適度に盛られた麦飯に、厚く切り分けられた玉子焼き、豆腐とワカメのお味噌汁に、納豆にお漬け物。そして、切り身の鮭。これでもかと言うくらいに日本の定番朝メニューだと思うが、その何の変哲もない料理が逆に新鮮を感じさせる。
「杏子ちゃーん! 料理美味しかったよー!」
いつの間にか料理を食べ終わっていた渡が、マイクを持って杏子の方へと向かっていた。
「ありがとうございます」
「料理の手際も良かったけど、もしかして家でもよく作ってるの?」
「はい。お兄ちゃんと一緒によく作ってます」
「へえー、羨ましい話だねえ……」
――いちいち俺を睨んでくるなってんだ。それに確か、お前には姉ちゃんが居ただろう。その姉ちゃんと仲良く作ればいいじゃないか。
「ふんっ! さあっ! 気を取り直して次に行こう! 篠原さーん! 料理審査はどうだったー?」
渡の野獣の様な睨みから視線を逸らすと、渡はさっさと愛紗のもとへ向かった。
「え、えっと、あの……精一杯頑張りました……」
やはり愛紗はこういう場が慣れないのか、相変わらず恥ずかしそうに顔を俯かせていた。
「なるほどなるほど。それじゃあ、篠原さんが料理上手になった切っ掛けとかあったら教えてくれる?」
「あ、あの……うちは両親が共働きで夜も遅いし、妹の面倒を見たり家事をしたりしてたから、多分それで慣れただけだと……」
「なーるほど! 苦労の末に上達したスキルってわけだねっ!」
渡はウンウンと頷いて納得していた。
それにしても、愛紗って結構苦労人だったんだな。妹が居るってのも初耳だが、普段甘え下手な感じがあるのは、姉としてしっかりしているから、甘え方を知らないだけなのかもしれない。
「それはそうと篠原さん。今度妹さんを紹介してよ」
コイツは本当にどこまでもブレない。もちろん悪い意味でだ。もしも愛紗の妹さんが、小学生だったりしたらどうするつもりだろうか。
「えっ? あの、それは……」
困った表情を浮かべ、またもや俺の方を見る愛紗。
――はいはい。渡をなんとかしろって事ですよね。
「渡ー、時間が押してるんだろー? さっさと進行をしろー、それでも司会者かー? この能無しがー」
愛紗を助ける為とは言え、多少の面倒くさくもあった俺は、棒読みな感じでそう言った。
「そんな棒読み気味に罵られるのは、違った意味で腹立つもんだな」
――そっかそっか。貴重な経験が出来て良かったな、渡。
渡はなにやらブツブツと呟きながら、今度はまひろの方へと向かう。
「涼風さーん。お疲れ様ー」
「あっ、渡君。お疲れ様」
そう言って優しく微笑むまひろ。渡に対してその微笑みは勿体ないので、是非とも止めて欲しい。

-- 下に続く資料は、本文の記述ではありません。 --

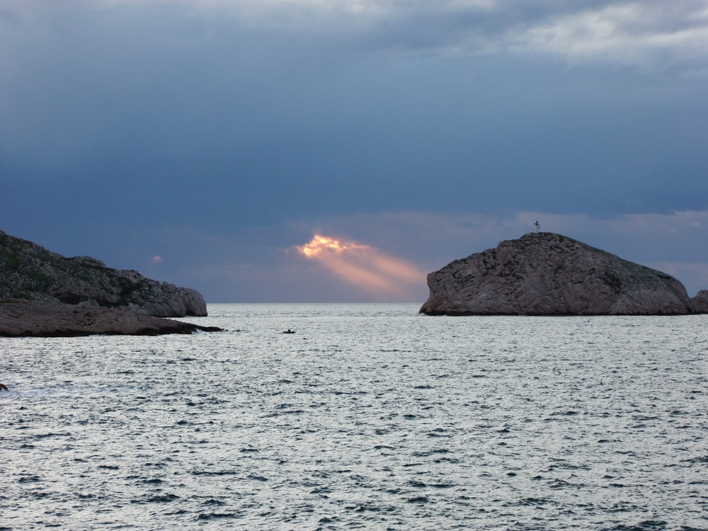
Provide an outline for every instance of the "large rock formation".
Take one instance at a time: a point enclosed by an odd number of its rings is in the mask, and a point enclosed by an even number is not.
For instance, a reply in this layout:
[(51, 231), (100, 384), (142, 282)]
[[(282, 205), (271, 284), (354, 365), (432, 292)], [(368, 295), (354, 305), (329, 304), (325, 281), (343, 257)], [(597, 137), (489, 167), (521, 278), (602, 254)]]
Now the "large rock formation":
[(0, 299), (123, 308), (159, 317), (205, 316), (197, 291), (152, 280), (88, 256), (65, 258), (0, 232)]
[(120, 308), (17, 299), (0, 302), (0, 336), (156, 336), (220, 330), (215, 326), (142, 315)]
[(550, 232), (530, 233), (428, 275), (431, 315), (695, 313), (666, 273)]
[(708, 314), (708, 290), (701, 290), (691, 301), (697, 314)]

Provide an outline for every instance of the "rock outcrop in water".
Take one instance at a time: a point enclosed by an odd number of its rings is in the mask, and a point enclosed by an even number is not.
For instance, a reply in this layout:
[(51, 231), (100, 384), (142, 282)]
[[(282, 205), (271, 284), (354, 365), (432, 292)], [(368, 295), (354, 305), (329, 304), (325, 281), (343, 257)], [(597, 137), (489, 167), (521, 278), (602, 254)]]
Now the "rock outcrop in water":
[(0, 299), (122, 308), (159, 317), (205, 316), (195, 290), (159, 282), (88, 256), (65, 258), (0, 232)]
[(704, 299), (708, 307), (708, 293), (692, 300), (669, 275), (550, 232), (451, 262), (428, 285), (421, 313), (430, 315), (683, 315)]
[(0, 336), (72, 337), (94, 334), (158, 336), (219, 331), (181, 321), (134, 314), (120, 308), (80, 307), (61, 302), (0, 302)]

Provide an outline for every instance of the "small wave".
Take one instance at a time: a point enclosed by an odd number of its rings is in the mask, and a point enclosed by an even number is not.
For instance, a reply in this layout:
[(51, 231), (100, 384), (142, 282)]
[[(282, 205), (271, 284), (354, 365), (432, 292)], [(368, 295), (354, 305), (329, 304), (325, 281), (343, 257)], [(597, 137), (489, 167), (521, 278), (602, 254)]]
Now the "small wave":
[(222, 518), (240, 518), (237, 513), (200, 513), (197, 517), (198, 520), (221, 520)]
[(666, 523), (659, 520), (645, 520), (634, 525), (620, 524), (614, 527), (608, 527), (607, 531), (661, 531), (666, 529)]

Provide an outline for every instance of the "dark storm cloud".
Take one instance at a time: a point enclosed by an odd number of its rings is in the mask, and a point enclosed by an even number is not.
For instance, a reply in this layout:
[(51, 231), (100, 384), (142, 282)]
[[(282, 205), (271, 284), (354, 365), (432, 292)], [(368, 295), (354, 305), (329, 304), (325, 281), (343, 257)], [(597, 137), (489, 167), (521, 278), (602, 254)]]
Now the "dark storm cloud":
[(282, 250), (318, 232), (432, 269), (520, 212), (598, 246), (658, 216), (678, 243), (646, 259), (697, 285), (707, 28), (695, 0), (6, 0), (0, 228), (297, 300), (322, 277)]

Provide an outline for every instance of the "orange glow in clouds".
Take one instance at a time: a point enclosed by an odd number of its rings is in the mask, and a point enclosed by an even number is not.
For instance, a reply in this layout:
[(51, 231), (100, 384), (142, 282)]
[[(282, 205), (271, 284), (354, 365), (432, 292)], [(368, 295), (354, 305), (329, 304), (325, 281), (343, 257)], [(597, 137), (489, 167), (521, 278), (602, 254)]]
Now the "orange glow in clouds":
[(412, 287), (425, 285), (424, 273), (368, 245), (315, 234), (309, 243), (295, 249), (340, 278), (382, 298), (405, 297)]

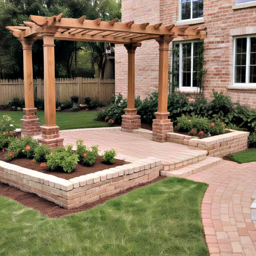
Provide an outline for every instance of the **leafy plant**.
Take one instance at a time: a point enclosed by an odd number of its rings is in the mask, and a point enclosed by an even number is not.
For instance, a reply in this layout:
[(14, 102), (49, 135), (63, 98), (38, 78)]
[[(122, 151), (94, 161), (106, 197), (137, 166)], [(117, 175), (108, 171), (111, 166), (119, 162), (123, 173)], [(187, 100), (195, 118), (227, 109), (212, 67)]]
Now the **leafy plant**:
[(46, 156), (49, 155), (52, 150), (47, 146), (39, 146), (36, 148), (34, 154), (34, 160), (36, 162), (45, 162)]
[(106, 150), (102, 156), (103, 161), (107, 164), (113, 164), (116, 156), (116, 151), (114, 149), (111, 149), (109, 150)]
[(36, 149), (39, 145), (37, 141), (28, 136), (24, 136), (13, 140), (7, 149), (6, 159), (11, 160), (18, 157), (32, 158)]
[(58, 148), (46, 156), (47, 165), (52, 170), (61, 169), (70, 173), (74, 171), (79, 161), (78, 156), (74, 154), (73, 146), (69, 145)]
[(78, 140), (76, 144), (76, 154), (81, 163), (86, 166), (92, 166), (95, 164), (99, 151), (98, 146), (86, 146), (84, 144), (84, 141), (81, 140)]

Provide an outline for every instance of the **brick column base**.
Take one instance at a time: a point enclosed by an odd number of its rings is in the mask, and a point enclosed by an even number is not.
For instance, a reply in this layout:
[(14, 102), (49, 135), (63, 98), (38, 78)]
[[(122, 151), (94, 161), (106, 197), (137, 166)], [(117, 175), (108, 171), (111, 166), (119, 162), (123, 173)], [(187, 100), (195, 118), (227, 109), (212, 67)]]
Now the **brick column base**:
[(140, 116), (137, 114), (137, 108), (126, 108), (125, 114), (122, 116), (122, 130), (130, 132), (140, 128)]
[(39, 120), (35, 115), (37, 109), (36, 108), (25, 108), (23, 110), (25, 113), (25, 115), (23, 116), (23, 119), (21, 119), (21, 135), (38, 135), (40, 133)]
[(155, 112), (156, 118), (153, 120), (152, 128), (153, 140), (157, 142), (165, 142), (166, 141), (166, 134), (173, 132), (173, 123), (168, 119), (169, 112)]
[(37, 138), (41, 145), (44, 144), (52, 149), (57, 146), (63, 146), (64, 138), (59, 137), (59, 127), (57, 126), (40, 126), (42, 132), (42, 137)]

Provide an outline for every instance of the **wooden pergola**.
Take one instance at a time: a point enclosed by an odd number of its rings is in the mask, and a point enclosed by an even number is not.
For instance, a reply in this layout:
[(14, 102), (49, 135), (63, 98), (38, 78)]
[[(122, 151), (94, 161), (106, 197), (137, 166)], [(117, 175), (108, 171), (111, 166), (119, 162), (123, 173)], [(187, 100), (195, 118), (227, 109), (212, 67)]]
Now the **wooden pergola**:
[(133, 21), (118, 22), (116, 18), (110, 21), (63, 17), (62, 14), (51, 17), (31, 15), (31, 21), (24, 21), (24, 26), (8, 26), (6, 28), (18, 38), (23, 47), (25, 115), (21, 119), (23, 134), (38, 134), (40, 131), (39, 119), (34, 105), (32, 46), (38, 39), (43, 41), (44, 97), (45, 124), (40, 127), (41, 143), (54, 148), (63, 144), (63, 139), (59, 135), (59, 127), (56, 125), (54, 40), (69, 40), (112, 43), (124, 45), (128, 54), (127, 108), (122, 116), (122, 129), (124, 131), (140, 127), (140, 117), (134, 107), (135, 52), (141, 42), (154, 39), (159, 44), (159, 98), (156, 119), (154, 120), (153, 139), (166, 140), (166, 133), (171, 131), (172, 124), (168, 119), (168, 51), (170, 43), (178, 36), (186, 39), (204, 39), (204, 28), (188, 26), (176, 27), (174, 25), (162, 26), (162, 23), (135, 24)]

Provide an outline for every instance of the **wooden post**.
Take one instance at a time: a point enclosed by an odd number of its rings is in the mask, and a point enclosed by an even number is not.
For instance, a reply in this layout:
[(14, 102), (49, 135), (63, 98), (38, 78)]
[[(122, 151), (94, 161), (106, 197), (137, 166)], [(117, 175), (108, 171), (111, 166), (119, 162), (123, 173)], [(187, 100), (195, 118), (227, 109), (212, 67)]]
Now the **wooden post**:
[(47, 30), (41, 33), (43, 41), (45, 125), (40, 127), (42, 137), (37, 139), (40, 143), (46, 144), (53, 148), (57, 146), (63, 146), (64, 139), (59, 137), (59, 127), (56, 124), (54, 44), (55, 33)]
[(124, 132), (130, 132), (132, 130), (140, 128), (140, 116), (137, 114), (135, 108), (135, 50), (141, 46), (140, 43), (124, 44), (128, 53), (128, 84), (127, 88), (127, 107), (124, 110), (125, 114), (122, 116), (122, 129)]
[(166, 141), (167, 133), (173, 132), (173, 123), (168, 119), (167, 111), (169, 44), (173, 38), (169, 35), (161, 36), (156, 39), (159, 44), (158, 107), (153, 120), (153, 140)]
[(23, 111), (25, 114), (21, 119), (21, 134), (34, 136), (39, 134), (39, 119), (36, 115), (37, 109), (34, 103), (34, 84), (33, 77), (32, 46), (35, 40), (22, 38), (20, 41), (23, 49), (24, 98), (25, 107)]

それにしても、まひろの行動に対して嫉妬にも似た感情を抱くのはなぜだろうか。
「さっそく質問だけど、今回の料理はどういった基準でこうなったのかな?」
「えっと、前にお母さんから教わった料理だったからです」
「お母さんに習ったんだ。でも、どうしてこの料理をお母さんに習ったの? 何か切っ掛けが?」
「えっと、その……それは秘密という事で」
困った様に苦笑いを浮かべるまひろがモニターに映し出されると、溜息にも似た感嘆の声がホールのあちこちから聞こえた。
「そっかー。涼風さんがそう言うなら仕方ないねえ」
まひろを前にデレデレとした表情を見せる渡。コイツもコイツで、まひろの可愛さにやられているみたいだ。

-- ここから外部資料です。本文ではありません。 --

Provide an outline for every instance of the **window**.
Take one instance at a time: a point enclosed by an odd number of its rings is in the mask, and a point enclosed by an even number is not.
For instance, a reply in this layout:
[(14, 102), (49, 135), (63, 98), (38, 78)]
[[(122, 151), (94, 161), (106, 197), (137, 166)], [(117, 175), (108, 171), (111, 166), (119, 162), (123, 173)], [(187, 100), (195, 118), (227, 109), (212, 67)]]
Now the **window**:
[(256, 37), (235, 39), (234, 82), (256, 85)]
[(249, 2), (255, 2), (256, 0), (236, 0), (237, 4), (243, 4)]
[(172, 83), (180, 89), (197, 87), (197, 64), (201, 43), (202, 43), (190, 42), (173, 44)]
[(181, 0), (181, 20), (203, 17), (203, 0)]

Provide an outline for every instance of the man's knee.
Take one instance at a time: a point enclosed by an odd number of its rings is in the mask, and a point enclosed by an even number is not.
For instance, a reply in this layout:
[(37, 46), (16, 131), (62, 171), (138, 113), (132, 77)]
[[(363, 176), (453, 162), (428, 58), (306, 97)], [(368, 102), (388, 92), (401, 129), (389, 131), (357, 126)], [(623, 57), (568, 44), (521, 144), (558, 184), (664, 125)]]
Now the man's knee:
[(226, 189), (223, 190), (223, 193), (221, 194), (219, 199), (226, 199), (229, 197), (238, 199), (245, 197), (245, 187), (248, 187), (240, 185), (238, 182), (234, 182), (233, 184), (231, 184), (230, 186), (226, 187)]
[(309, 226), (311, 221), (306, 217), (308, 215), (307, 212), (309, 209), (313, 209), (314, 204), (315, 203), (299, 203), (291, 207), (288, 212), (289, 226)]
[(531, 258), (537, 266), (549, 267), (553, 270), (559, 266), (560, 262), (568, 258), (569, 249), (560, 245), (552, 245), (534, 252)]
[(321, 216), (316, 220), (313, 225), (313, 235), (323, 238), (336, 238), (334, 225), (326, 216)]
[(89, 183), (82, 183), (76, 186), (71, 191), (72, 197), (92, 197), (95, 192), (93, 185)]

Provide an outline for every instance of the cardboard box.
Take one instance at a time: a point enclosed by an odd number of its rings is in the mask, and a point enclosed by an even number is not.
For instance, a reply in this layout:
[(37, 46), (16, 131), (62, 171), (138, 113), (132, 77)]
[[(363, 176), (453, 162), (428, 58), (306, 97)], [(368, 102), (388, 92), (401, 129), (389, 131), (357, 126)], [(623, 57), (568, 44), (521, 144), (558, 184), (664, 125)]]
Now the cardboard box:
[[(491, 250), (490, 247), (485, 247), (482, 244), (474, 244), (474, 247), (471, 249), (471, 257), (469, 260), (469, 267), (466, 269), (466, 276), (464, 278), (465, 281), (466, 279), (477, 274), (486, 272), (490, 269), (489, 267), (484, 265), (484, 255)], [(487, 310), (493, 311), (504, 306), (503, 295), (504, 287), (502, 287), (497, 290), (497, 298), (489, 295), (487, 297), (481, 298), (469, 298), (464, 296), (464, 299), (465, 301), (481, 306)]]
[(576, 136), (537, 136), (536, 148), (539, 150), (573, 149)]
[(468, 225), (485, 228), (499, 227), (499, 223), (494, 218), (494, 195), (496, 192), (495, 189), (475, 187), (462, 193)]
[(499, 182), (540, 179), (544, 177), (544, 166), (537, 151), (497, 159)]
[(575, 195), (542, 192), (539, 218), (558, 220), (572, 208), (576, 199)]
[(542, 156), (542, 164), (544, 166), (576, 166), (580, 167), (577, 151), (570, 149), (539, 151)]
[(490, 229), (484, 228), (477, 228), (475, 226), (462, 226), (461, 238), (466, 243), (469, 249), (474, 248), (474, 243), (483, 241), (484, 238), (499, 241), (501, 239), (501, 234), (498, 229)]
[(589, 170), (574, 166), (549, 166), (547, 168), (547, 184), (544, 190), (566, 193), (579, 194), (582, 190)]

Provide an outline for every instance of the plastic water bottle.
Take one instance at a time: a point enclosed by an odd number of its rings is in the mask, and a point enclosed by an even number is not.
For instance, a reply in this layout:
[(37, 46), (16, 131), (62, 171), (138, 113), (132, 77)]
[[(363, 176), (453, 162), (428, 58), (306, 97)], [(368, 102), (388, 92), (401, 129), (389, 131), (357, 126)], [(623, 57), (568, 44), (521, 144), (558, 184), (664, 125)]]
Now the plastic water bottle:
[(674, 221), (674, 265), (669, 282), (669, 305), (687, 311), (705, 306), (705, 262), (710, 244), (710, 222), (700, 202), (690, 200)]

そして他の生徒達と同じく、まひろ達もそれぞれの料理を食べ比べながら、昼食を摂り始める。
それから三十分程が経ち、昼食と審査を兼ねた時間が終了すると、いよいよ料理審査の投票時間へと突入し、ホールの出入口付近にある投票箱には、次々と生徒達の手によって投票用紙が入れ込まれていた。
生徒達にはそれぞれの審査に対し、二票の投票権利があり、誰か一人に集中して投票するも良し、分散するも良しとなっている。ちなみに投票は不正防止と投票権利数以上の投票を防ぐ為、投票者本人の氏名が予め印刷されている。
それと先生達は公平を重んじる立場上、投票権利を持っていない。それは宮下先生も例外ではなくだ。
そして俺を含む五人の特別審査員達は、一人一審査に対して十票の投票権利を与えられている。仮にこの場に居る全員が同じ人に投票すれば五十票を得るわけだから、その数は馬鹿にできない。
これは投票の集計をする生徒会連中が大変だとは思うけど、是非とも頑張ってほしいもんだ。
こうして昼食後の休憩時間に生徒達の投票は行われ、それがほぼ終了すると同時に、花嫁選抜コンテストは次の審査へと移って行った。